Despite lackluster net income in the first quarter, Ford expects performance to improve this year.
The automotive giant expects full-year pretax profit of $8.5 billion to $9.5 billion, up from $6.3 billion in 2014.
Net income for the first quarter fell by 6.6 percent to $924 million, mainly because of a stronger US dollar and lower sales of popular vehicles such as the F-150 pickup truck. First-quarter earnings were 23 cents per share, versus 25 cents per share last year.
According to FactSet, analysts expected earnings of 26 cents per share.
The company’s chief financial officer, Robert L. Shanks, said on Tuesday:
“We feel we are very much on track to that breakthrough year we talked about,”

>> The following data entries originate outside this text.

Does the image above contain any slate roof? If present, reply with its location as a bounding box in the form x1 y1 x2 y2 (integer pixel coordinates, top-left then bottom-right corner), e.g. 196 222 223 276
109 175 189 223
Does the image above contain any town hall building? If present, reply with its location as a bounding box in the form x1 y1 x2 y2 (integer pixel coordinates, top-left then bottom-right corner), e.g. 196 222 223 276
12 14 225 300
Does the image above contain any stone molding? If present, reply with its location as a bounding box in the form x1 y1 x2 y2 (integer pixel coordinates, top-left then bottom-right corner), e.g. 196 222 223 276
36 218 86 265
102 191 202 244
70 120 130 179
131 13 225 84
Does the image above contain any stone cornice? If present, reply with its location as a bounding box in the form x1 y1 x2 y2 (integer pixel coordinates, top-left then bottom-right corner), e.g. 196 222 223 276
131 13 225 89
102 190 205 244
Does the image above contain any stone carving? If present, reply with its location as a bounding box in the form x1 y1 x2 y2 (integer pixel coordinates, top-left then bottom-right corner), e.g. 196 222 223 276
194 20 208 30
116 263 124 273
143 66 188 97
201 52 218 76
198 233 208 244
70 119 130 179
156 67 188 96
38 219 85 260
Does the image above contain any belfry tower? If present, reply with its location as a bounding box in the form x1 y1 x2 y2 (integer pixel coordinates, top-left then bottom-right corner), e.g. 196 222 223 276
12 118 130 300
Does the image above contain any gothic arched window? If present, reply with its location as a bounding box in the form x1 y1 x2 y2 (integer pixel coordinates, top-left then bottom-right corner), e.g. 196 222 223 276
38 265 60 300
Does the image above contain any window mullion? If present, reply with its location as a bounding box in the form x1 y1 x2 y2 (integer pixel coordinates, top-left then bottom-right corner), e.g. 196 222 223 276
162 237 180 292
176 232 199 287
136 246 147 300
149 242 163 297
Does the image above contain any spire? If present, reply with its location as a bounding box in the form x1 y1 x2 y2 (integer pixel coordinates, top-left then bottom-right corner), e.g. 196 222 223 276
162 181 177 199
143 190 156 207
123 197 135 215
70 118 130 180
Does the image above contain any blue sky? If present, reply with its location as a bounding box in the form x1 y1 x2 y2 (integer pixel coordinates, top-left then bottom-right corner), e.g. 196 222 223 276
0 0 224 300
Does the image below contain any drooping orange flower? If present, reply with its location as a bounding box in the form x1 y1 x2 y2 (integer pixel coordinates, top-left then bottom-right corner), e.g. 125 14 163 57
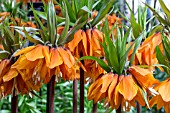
88 72 145 111
149 78 170 113
0 12 10 23
138 33 163 66
129 33 163 66
0 59 41 98
88 66 159 111
129 66 159 89
66 29 105 80
12 45 76 83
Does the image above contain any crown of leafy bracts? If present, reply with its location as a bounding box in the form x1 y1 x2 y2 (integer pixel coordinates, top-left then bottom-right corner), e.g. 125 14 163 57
10 0 116 84
79 21 159 111
0 17 40 98
149 33 170 112
145 0 170 32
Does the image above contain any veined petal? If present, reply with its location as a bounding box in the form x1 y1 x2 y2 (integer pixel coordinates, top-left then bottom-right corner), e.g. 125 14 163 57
49 48 63 69
81 31 88 55
86 29 93 56
43 46 50 66
3 69 18 82
108 74 118 101
0 59 10 77
68 30 82 52
158 81 170 102
100 73 114 93
118 75 138 101
14 46 36 56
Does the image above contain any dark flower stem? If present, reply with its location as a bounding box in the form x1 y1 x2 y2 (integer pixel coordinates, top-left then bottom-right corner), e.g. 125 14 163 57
46 76 55 113
73 80 78 113
80 61 84 113
116 105 121 113
11 89 18 113
93 103 98 113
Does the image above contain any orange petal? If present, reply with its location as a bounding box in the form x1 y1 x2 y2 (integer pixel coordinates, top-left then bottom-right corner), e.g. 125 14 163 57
158 81 170 102
3 69 18 82
129 66 159 88
100 73 114 93
81 31 88 55
14 46 36 56
68 30 82 52
119 75 138 101
108 74 118 101
49 48 63 69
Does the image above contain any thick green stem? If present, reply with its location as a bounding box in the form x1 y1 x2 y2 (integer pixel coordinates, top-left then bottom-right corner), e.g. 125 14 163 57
46 76 55 113
73 80 78 113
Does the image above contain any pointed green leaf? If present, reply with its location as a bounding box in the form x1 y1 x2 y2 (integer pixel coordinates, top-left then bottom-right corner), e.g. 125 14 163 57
159 0 170 21
78 56 111 72
91 0 114 26
57 1 70 44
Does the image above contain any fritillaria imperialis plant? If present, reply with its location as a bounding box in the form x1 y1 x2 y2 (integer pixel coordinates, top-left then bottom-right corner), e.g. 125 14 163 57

Analysts expected a tax rate of 29 percent for the quarter, however, the company said that the actual rate was 24 percent. This caused a difference worth around 2 cents per share.

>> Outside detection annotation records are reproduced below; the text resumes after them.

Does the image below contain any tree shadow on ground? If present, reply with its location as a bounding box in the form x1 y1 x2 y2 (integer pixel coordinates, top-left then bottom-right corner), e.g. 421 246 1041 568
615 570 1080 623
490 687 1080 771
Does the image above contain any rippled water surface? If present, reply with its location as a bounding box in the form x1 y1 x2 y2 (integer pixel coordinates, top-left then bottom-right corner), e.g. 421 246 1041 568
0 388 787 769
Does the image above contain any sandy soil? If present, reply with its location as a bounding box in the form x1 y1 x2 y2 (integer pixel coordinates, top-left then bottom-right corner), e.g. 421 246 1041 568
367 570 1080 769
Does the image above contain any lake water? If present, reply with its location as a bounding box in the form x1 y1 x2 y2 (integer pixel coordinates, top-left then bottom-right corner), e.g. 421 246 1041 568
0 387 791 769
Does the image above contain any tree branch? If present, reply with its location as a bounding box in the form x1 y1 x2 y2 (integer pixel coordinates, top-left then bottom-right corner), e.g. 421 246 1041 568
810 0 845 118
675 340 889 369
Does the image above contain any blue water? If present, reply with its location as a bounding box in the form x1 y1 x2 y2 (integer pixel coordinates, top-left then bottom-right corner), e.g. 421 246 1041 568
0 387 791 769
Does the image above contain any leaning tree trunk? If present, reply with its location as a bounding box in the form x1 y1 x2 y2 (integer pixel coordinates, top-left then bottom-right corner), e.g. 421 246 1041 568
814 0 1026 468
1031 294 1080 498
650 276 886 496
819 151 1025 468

Revenue dropped by 5 percent to $33.9 billion.
Nevertheless, Ford expects 2015 to be “a breakthrough year” for profits, based on new products and improved sales in North American and Asia Pacific markets.

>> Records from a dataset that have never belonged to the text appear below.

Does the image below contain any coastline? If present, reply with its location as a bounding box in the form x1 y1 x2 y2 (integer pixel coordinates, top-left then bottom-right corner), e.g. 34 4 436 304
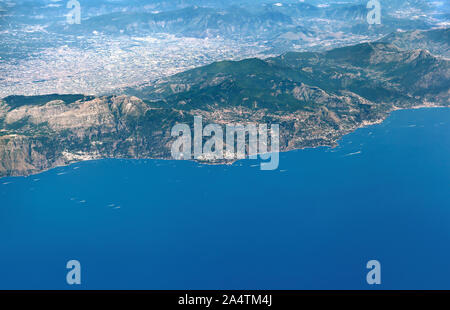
0 104 450 180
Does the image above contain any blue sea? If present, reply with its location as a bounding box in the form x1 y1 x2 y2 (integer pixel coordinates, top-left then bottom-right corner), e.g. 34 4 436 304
0 108 450 290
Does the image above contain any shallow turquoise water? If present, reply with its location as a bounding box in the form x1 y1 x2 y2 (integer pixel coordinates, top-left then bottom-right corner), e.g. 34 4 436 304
0 109 450 289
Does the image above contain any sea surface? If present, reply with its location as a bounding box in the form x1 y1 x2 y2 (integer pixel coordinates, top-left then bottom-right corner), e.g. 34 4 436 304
0 108 450 289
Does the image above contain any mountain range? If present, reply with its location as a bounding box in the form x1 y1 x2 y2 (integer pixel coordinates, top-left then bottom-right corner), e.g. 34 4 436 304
0 29 450 176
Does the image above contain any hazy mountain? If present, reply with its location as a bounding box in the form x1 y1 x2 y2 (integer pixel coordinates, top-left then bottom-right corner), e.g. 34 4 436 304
0 35 450 176
380 28 450 58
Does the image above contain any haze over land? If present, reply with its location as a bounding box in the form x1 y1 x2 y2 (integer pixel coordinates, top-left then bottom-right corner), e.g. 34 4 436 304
0 0 448 98
0 0 450 176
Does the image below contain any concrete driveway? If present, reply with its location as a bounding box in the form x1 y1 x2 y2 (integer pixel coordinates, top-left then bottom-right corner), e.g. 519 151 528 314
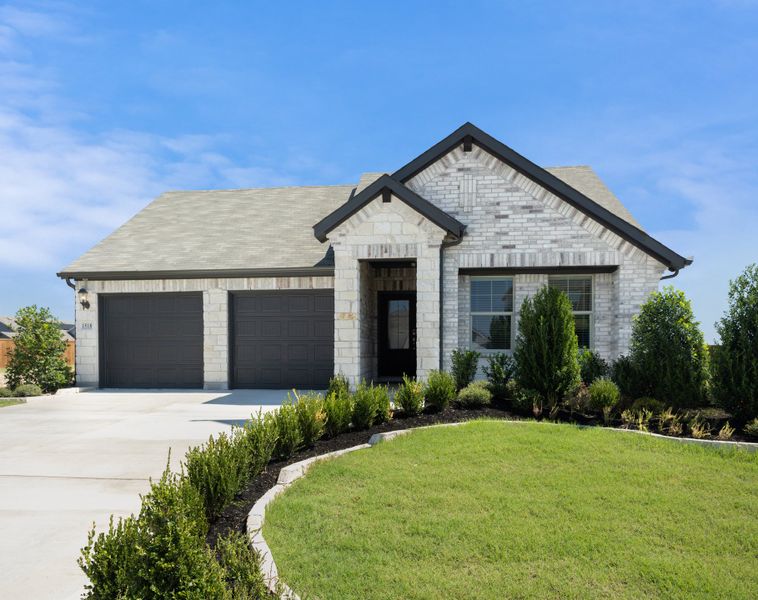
0 390 287 600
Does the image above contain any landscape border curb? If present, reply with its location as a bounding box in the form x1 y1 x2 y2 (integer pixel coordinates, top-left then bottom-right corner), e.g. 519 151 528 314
247 419 758 600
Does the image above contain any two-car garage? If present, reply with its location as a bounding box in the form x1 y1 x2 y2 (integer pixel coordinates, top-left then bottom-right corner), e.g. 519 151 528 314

The new Ford F-150 pickup truck.
Shanks said that if the F150 and Edge lines had been built at “normal production rates” in the quarter, over $1 billion would have been added to Ford’s operating profit.
According to a Bloomberg report:
“Ford lost output of more than 100,000 trucks since the start of last year while it retooled two factories that make the model. A plant near Kansas City, Missouri, began building the F-150 last month and Chief Executive Officer Mark Fields has said it will reach full production by mid-year.”
In an interview with Bloomberg, Shanks said: “Thank God for the F-150. It’s getting a very strong and positive market reception. It’s even stronger than we anticipated.”
Chief Executive Officer Mark Fields said on a conference call on Tuesday:
“We’re mostly through the launch of the F-150. As we get into the second half of the year, we’re seeing really great acceptance of our new products.”